Did anything surprise you?

It was harder to see this from the averages, but people had wildly different reactions to the detox. Some people who felt a very high sense of depression felt better. For some people, it didn’t make a difference. Some people turned to exercise, had more steps, left their homes more. The heterogeneity of responses was tremendous to see, and that caught us off guard.

It reveals that we need to take a more nuanced approach to the social media and mental health debate. Let’s think about a tailored solution for each person and their needs. And that probably starts with objectively collecting the individual data on each person from their own phone.

What comes next?

This was Phase 1 of our research, to get a baseline. The next phase is to try a more targeted approach. For example, if we notice social media usage affecting sleep, we can target a sleep intervention. We can identify different clusters or groupings of patterns and say, “Here are the digital signals that point to this type of activity or this type of response,” and target a brief intervention to make the detox more personalized to the person.

It’s not just telling people to stop using social media. It’s saying, “Sleep is your weakness. Let’s educate you and focus on better sleep.” And that will be very exciting.

Why is this research important right now?

Massachusetts and other states have laws or initiatives in place trying to ban all phones at schools. I understand where those are coming from, but I do think there are new measurement tools that let us do more things. Like all things in healthcare, if you can measure it well and understand it, then you can really tailor and personalize.

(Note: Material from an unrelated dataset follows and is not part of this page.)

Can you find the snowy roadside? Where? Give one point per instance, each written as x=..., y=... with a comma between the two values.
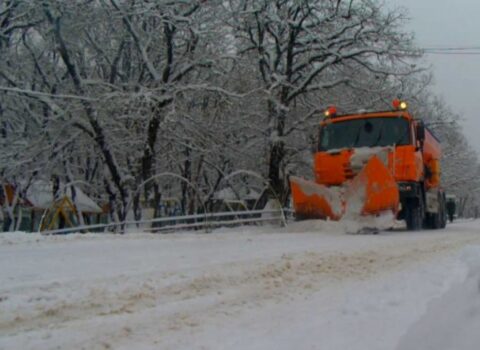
x=297, y=288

The real story here is that in many older studies, the average misses the individual response. A digital detox is a very blunt instrument. What we’re saying is that we can probably personalize it and target what you need the most. For some people, social media does help with loneliness. There are harms of cutting it off completely for people, especially because it seems like it’s not going away. So, it’s better that we learn to manage it for each person rather than tell people we’re just going to take it away. I hope that we can get policymakers and people excited about a new generation of work in this space.